A very small segment of elite employees as well as people who own the assets would be responsible for the majority of consumption. Thus hyperinflation wouldn't happen as the UBI in itself would not be able to support overspending. We don't think paying benefits to low income earners and the disabled would cause the price of supermarket essentials to increase so I don't see how UBI does either.

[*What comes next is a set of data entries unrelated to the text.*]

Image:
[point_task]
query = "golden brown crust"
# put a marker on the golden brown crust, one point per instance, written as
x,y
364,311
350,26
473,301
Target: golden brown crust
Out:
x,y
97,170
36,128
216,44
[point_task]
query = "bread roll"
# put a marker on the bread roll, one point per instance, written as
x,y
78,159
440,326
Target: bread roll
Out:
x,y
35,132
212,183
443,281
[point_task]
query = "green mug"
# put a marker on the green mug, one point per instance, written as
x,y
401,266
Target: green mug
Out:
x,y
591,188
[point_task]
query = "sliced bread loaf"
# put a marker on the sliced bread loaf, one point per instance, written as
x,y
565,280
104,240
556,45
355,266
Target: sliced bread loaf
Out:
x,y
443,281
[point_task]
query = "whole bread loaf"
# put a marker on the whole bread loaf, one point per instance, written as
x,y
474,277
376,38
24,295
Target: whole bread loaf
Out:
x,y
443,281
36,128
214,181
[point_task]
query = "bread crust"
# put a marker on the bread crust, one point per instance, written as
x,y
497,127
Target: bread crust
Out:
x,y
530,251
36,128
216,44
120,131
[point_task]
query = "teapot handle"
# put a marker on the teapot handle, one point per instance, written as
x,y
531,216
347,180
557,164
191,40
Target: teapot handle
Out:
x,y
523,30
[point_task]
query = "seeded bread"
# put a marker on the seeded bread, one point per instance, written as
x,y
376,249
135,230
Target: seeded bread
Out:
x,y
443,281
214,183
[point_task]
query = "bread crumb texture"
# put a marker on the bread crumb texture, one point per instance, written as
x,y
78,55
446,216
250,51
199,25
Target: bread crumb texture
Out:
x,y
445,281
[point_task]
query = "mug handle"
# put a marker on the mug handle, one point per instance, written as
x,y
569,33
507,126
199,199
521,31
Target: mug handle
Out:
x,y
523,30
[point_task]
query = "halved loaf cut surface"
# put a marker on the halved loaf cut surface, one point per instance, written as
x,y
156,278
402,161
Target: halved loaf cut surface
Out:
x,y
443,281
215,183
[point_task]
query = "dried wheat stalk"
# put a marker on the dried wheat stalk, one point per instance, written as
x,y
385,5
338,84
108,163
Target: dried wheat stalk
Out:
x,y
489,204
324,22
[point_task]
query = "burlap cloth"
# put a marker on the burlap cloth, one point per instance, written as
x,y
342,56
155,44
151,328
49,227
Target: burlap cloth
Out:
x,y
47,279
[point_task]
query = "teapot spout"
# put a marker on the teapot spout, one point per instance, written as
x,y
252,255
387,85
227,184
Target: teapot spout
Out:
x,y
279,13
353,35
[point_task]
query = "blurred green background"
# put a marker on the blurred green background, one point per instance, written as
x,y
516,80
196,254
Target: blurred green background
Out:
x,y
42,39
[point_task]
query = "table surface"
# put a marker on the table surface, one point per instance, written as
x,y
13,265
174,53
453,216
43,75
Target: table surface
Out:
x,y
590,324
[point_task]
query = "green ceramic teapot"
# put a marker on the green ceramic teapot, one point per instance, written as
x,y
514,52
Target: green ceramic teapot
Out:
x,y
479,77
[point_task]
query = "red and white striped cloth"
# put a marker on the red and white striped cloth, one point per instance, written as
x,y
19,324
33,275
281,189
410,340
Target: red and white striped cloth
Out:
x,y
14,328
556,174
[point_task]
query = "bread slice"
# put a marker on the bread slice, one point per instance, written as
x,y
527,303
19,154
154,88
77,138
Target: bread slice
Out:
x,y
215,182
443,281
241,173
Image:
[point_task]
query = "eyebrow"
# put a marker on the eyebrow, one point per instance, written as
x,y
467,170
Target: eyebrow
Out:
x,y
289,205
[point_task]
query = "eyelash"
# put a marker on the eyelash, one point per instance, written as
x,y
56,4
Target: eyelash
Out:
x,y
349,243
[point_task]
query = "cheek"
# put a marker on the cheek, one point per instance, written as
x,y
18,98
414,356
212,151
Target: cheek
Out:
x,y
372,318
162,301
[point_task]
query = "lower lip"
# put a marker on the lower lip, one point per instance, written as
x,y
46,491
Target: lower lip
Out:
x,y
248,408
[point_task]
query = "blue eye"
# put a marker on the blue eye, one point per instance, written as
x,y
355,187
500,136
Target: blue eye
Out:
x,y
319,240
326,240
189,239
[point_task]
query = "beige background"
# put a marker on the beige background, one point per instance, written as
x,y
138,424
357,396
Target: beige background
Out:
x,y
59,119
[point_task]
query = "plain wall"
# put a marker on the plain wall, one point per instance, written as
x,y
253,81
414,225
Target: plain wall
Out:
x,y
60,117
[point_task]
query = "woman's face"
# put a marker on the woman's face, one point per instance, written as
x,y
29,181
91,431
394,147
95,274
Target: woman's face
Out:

I think of UBI as benefits but in a world where the majority of the population is poor so would be necessary in order to prevent mass destitution. If we tax the technology as well as the capital of the top 0.01% as well as land value tax, we could generate enough money to pay UBI to the 85% of population. I expect middle earners would pay tax on UBI so would not see most of it, similar to how child benefit works.

porkpiesinthepark · 06/06/2023 16:27

I think people don't understand the situation MAY be that you will not have a choice, even if you want to work. There will not be a choice of employment. Thus, the chickens of capitalism come home to roost. You wanted faster, cheaper, less human error, you got it.